Elle dirige une entreprise internationale dédiée
au management des connaissances et de l'innovation et préside
Innovation3D. Adresse web : http://emlconseil.fr
et http://innovation3D.fr,
Elle est expert sur ces sujets auprès de diverses institutions
européennes et internationales.
C'est
un lieu commun de dire que, sans innovation, aucune espèce
biologique ne peut survivre. Si les ressources sont abondantes et
si le milieu n'exerce pas une forte pression de sélection,
les espèces peuvent se maintenir sans changements pendant
de longues périodes. L'innovation leur est inutile. Des mutations
innovantes peuvent se produire, mais les nouveaux individus en résultant
ne sont pas favorisés par rapport à ceux de l'espèce
en place et ils disparaissent. Il en résulte une incapacité
à se diversifier et se complexifier, qui peut se révéler
mortelle dès que diminuent les ressources ou qu'apparaissent
de nouveaux concurrents.
Chez
les organismes biologiques soumis à la compétition
darwinienne, l'innovation se produit par les voies complexes de
la mutation aléatoire affectant telles ou telles parties
du génome reproductif. Les changements en résultant
ne sont pas nécessairement favorables à de meilleurs
conditions de survie. La plupart au contraire peuvent être
mortels. Dans de très rares cas cependant apparaissent des
formes d'organismes mieux adaptés que les parents aux nouvelles
conditions du milieu. Ces nouveaux organismes, s'ils peuvent former
de nouvelles lignées, présentent alors par définition
des caractères différents de ceux des prédécesseurs.

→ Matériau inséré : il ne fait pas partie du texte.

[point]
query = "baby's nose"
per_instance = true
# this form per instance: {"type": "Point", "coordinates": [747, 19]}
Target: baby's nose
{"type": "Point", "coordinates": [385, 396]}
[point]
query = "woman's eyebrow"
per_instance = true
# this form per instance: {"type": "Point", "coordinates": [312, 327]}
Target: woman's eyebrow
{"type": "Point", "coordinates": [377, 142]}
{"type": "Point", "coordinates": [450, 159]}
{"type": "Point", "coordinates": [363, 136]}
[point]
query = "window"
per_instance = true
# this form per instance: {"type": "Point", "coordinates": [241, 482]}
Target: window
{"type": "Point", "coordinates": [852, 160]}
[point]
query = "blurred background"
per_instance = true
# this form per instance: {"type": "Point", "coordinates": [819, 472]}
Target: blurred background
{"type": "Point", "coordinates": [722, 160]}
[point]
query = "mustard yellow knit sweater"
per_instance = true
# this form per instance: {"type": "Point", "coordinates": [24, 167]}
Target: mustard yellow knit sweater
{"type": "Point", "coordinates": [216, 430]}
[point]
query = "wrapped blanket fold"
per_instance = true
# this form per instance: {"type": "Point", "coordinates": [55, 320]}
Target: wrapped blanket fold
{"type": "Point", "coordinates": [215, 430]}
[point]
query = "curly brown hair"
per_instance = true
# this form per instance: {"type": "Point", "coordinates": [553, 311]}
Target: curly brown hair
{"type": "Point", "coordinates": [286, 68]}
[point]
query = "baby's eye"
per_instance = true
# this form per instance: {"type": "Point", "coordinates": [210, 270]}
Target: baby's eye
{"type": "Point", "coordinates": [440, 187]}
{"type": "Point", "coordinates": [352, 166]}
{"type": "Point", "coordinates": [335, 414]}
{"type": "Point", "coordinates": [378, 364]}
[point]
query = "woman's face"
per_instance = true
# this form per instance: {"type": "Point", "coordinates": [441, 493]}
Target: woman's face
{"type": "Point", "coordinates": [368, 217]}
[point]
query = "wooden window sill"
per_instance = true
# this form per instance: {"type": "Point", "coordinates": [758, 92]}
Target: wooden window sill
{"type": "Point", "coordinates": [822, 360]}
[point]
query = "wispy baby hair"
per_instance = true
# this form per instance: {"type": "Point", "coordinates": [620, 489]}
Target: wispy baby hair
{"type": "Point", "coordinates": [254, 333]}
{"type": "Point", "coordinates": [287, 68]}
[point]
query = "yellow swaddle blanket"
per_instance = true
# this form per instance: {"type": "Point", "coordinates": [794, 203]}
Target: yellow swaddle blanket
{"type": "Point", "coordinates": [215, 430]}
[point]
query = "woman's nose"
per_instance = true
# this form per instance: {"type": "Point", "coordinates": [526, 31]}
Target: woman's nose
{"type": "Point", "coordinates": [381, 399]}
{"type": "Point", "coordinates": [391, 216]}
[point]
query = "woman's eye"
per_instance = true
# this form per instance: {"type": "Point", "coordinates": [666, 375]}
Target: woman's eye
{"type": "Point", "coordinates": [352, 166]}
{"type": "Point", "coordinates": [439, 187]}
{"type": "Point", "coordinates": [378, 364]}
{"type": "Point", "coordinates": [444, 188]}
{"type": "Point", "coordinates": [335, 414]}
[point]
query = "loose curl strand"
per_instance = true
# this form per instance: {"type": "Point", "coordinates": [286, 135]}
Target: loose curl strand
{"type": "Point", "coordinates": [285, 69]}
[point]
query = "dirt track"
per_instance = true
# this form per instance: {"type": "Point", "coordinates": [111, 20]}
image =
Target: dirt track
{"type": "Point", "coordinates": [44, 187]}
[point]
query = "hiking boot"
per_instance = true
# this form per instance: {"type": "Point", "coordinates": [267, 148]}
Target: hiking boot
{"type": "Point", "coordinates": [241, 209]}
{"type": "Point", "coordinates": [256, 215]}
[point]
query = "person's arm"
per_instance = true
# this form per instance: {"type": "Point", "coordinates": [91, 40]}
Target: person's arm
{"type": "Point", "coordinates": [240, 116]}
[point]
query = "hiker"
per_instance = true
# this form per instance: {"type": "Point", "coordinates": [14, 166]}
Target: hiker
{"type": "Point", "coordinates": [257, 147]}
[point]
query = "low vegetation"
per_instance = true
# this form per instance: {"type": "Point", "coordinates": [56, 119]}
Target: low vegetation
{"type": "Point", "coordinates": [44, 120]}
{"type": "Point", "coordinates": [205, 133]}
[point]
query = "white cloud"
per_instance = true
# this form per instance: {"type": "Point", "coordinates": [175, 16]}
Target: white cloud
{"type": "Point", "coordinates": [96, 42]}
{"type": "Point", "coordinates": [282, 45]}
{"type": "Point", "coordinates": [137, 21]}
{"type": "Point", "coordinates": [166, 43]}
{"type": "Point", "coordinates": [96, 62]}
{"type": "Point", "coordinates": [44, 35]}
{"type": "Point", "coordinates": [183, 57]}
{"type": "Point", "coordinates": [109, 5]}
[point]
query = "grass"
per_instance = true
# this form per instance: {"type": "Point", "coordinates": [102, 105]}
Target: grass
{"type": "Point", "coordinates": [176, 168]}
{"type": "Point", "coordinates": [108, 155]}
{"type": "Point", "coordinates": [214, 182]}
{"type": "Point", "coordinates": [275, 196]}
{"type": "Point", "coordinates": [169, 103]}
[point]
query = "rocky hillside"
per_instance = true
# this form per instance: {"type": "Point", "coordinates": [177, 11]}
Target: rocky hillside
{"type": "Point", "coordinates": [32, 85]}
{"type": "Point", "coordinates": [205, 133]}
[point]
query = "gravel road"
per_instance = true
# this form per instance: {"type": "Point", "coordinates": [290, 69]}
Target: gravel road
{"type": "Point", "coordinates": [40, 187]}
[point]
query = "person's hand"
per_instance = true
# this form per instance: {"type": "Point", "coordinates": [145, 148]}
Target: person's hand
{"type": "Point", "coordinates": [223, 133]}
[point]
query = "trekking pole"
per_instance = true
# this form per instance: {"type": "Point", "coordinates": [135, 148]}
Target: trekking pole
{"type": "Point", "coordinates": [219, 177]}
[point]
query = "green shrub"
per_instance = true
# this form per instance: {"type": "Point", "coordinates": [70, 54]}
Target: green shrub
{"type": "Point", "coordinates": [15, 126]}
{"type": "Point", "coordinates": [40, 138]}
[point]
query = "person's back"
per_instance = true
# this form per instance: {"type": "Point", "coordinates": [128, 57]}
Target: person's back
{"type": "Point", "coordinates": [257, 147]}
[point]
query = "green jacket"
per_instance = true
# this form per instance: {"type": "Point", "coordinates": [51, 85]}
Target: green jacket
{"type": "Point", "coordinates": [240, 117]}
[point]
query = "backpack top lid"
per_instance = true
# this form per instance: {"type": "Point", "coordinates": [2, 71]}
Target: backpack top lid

On pourra dire qu'il s'agit d'innovations, en ce sens qu'il s'agit
de caractères nouveaux n'existant pas auparavant. Mais ces
innovations n'ont pas d'intérêt en elles-mêmes,
elles n'ont d'intérêt que si elles favorisent la survie
et le succès compétitif de l'espèce bénéficiaire.
Si
l'on considère les organismes sociaux comme des organismes
biologiques en lutte pour la survie, on voit que de la même
façon l'innovation leur est indispensable pour s'adapter
à des milieux changeants et à l'apparition de compétiteurs.
Chaque organisme social se transforme et mute, donnant naissance
à de nouvelles formes. Dans les sociétés dites
froides, où ne règnent pas de fortes pressions compétitives,
les innovations sont très lentes et souvent peu visibles.
La tendance à conserver les anciennes formes l'emporte sur
celle visant à les rajeunir et les adapter. Dans les sociétés
dites « chaudes », où les organismes
et les groupes sont soumis à des changements de milieux importants,
les processus traditionnels perdent vite leur intérêt.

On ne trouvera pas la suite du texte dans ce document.